The finches that weren’t finches

Besides the out-of-place birds I mentioned above, I found one other major data anomaly. When I was running the map for Fringillidae – the finches and euphonias, I was partway up South America when I started seeing birds that made me scratch my head.

Leistes loyca, the Long-tailed Meadowlark, is a large and striking bird with a black back, a white supercilium, and a bright-red belly. Very cool, but clearly not a finch. It’s an icterid, related to our North American meadowlarks, as well as red-winged blackbirds, grackles, and orioles. I went into the database and found thousands of observations for 4 different Leistes species, all classified as members of Fringillidae.

Sometimes birds do get moved around between families, but I think this is just another data bug. With hundreds of millions of records, errors are bound to occur. I filed an issue in the EOD GitHub and started figuring out how to work around the problem. Luckily, it wasn’t too hard. I already had the separate taxonomy table, and there, Leistes was classified correctly as an icterid. I modified my view query a little bit to filter out anything that the taxonomy didn’t identify as belonging to Fringillidae.

SELECT verbatimScientificName, PRIMARY_COM_NAME AS commonName, SPECIES_CODE AS speciesCode, decimalLatitude, decimalLongitude
FROM observations_fringillidae LEFT JOIN taxonomy ON verbatimScientificName = SCI_NAME
where taxonomy.FAMILY = 'Fringillidae (Finches, Euphonias, and Allies)'

Later enhancements

In December 2020 as I’ve added four new bird maps, I’ve added a few new features as well.

Adaptive chloropleth

After 13 maps, I wanted to take a look at my original chloropleth color scale. The original scale was based on woodpecker diversity, with an uneven color scale from white to dark red on a scale from 1 to 40 species per grid square. Extending that to other families made some maps unnecessarily muddy, with large chunks of the map all the same color, and it was sometimes hard to pick out regional hotspots.

I decided that the upper bound of the color scale should be flexible. I added a method to the app to go through the data and find the largest number of species in any one square. I defined that as my top-end (the deepest red color) and scaled the remaining colors between 1 and the maximum.

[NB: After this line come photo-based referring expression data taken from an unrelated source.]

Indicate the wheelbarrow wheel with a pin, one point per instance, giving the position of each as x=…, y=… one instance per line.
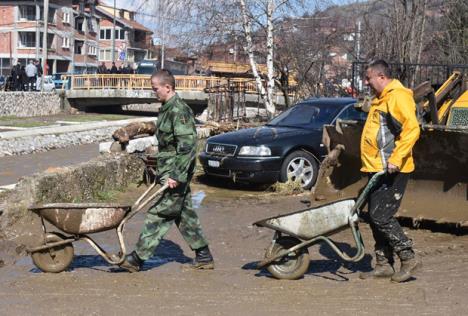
x=292, y=266
x=55, y=259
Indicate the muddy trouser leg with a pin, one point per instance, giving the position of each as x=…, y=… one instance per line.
x=175, y=205
x=189, y=225
x=154, y=229
x=383, y=205
x=157, y=222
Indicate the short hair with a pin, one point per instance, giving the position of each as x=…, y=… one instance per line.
x=380, y=66
x=165, y=77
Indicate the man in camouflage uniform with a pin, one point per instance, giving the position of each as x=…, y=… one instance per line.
x=177, y=139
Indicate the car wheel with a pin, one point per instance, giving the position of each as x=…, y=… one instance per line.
x=300, y=166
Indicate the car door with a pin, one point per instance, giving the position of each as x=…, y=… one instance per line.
x=350, y=113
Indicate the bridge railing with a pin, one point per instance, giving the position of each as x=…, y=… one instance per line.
x=142, y=82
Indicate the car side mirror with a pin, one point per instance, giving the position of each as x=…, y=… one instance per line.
x=364, y=104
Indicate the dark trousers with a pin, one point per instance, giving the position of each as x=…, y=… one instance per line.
x=31, y=83
x=384, y=202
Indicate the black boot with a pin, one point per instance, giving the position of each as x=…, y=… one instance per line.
x=203, y=259
x=383, y=266
x=132, y=263
x=409, y=265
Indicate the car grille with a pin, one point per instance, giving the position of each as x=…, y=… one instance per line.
x=221, y=149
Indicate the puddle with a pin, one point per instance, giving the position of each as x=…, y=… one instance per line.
x=197, y=199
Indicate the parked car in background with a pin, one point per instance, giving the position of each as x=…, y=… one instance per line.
x=48, y=84
x=2, y=82
x=288, y=147
x=60, y=80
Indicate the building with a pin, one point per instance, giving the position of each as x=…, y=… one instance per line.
x=71, y=35
x=133, y=41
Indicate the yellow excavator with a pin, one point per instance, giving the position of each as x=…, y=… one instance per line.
x=437, y=194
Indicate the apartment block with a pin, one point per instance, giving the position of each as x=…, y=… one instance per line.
x=72, y=33
x=133, y=41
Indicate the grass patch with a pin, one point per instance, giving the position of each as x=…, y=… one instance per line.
x=97, y=117
x=288, y=188
x=106, y=196
x=17, y=122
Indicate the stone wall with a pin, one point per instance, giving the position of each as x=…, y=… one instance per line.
x=80, y=183
x=24, y=104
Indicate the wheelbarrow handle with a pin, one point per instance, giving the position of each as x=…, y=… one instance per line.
x=363, y=196
x=139, y=204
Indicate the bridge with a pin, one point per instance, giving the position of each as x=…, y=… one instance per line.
x=122, y=89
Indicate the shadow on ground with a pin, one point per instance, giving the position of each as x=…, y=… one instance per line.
x=332, y=264
x=167, y=251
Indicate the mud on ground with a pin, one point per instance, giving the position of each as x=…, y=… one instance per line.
x=236, y=287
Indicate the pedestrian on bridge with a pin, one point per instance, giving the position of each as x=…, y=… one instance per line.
x=31, y=74
x=177, y=143
x=387, y=140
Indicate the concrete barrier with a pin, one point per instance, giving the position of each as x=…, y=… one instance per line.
x=26, y=104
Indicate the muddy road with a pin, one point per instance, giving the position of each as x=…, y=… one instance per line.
x=236, y=287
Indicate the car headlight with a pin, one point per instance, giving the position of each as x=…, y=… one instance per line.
x=255, y=151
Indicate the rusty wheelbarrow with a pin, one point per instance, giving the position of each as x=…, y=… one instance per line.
x=288, y=256
x=79, y=219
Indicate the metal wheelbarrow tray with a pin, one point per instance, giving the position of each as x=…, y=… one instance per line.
x=79, y=219
x=288, y=256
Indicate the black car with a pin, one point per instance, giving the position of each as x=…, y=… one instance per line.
x=288, y=147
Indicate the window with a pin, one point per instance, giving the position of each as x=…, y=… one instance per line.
x=79, y=47
x=5, y=66
x=92, y=50
x=66, y=17
x=79, y=24
x=65, y=42
x=352, y=114
x=106, y=34
x=27, y=39
x=120, y=34
x=27, y=13
x=106, y=54
x=50, y=17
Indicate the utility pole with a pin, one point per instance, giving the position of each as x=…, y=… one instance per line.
x=162, y=47
x=38, y=33
x=113, y=37
x=44, y=42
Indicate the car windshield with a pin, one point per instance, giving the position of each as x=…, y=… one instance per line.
x=306, y=116
x=145, y=70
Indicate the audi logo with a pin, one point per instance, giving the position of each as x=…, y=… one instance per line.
x=218, y=149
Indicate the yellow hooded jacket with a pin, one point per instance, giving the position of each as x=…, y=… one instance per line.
x=391, y=130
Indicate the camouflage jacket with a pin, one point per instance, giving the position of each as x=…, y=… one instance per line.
x=177, y=140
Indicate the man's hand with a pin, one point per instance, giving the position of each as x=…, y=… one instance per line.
x=172, y=183
x=391, y=168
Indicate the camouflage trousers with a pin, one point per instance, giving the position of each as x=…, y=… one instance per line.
x=174, y=206
x=384, y=202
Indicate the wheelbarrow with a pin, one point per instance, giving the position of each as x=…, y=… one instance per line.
x=288, y=256
x=78, y=220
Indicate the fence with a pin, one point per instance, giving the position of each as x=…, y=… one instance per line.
x=409, y=74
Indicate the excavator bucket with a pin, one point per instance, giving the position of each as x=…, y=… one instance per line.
x=437, y=194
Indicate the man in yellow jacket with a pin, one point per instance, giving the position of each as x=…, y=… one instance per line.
x=390, y=132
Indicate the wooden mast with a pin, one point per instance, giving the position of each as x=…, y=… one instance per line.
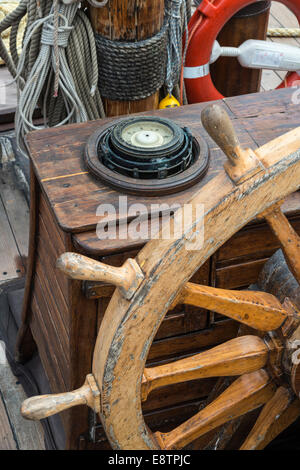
x=129, y=20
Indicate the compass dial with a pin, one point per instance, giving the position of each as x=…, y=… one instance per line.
x=147, y=134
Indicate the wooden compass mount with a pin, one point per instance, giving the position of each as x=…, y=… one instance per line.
x=268, y=373
x=61, y=316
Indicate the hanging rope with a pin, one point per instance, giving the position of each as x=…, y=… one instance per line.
x=57, y=69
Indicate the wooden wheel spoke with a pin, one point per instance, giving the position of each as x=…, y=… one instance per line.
x=258, y=310
x=288, y=238
x=270, y=413
x=248, y=392
x=235, y=357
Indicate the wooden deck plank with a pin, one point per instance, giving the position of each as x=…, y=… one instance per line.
x=11, y=266
x=7, y=441
x=17, y=210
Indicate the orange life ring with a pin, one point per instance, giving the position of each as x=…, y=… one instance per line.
x=204, y=27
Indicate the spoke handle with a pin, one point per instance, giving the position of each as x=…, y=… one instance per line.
x=128, y=277
x=40, y=407
x=218, y=125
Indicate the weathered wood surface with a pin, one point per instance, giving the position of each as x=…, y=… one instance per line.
x=23, y=435
x=129, y=328
x=64, y=322
x=14, y=226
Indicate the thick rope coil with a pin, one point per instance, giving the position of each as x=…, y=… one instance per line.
x=132, y=70
x=174, y=49
x=283, y=32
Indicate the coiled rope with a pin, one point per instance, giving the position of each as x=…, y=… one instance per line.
x=57, y=69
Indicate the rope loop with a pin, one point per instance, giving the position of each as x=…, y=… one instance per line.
x=63, y=33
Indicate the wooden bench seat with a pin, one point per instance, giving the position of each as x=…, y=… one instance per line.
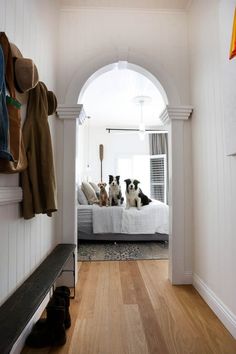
x=20, y=307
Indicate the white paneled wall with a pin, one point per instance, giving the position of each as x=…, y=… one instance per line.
x=214, y=173
x=32, y=26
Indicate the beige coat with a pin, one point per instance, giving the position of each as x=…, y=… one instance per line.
x=38, y=180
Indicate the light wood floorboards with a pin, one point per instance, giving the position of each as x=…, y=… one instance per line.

Now, regardless of the number of species, every map will have a full range of light and dark areas representing squares with less and more diversity.

I want to give credit to ColorBrewer 2.0, a site that allowed me to generate a custom chloropleth color scheme to help make the visualization more vivid and clear.

Left: Old chloropleth with a fixed 1-40 scale, Right: New, adaptive chloropleth.

Filtering out extinct and unobserved species

A side benefit of checking all the grid data and counting species was that I could check to see if the species in my taxonomy file were actually represented anywhere in the map. The eBird taxonomy includes extinct species, and species that are so rare that there are no recent observations anywhere in the world. It was frustrating to click a species name and see the map go completely blank, and then pull up the eBird description to see that it was now extinct. After this update, only species that occur at least once on the map appear in the list.

Map range zooming

I programmed the original map to be filterable: to show the range of one species, or the range where several species overlap. In the December 2020 revision, I updated the map so when it filters, it also zooms in on filtered range. Now, when you click on the Cape Siskin, a cute little yellow-and-brown finch, the map will zoom you to the corner of southernmost Africa where it can be found. This makes it easier to pinpoint species with a very limited range.

In conclusion, I’ve learned a ton building Project BirdMap, both about birds and about the various technologies that I’ve described here. I’m still having a lot of fun with the project and I have lots more planned for the new year!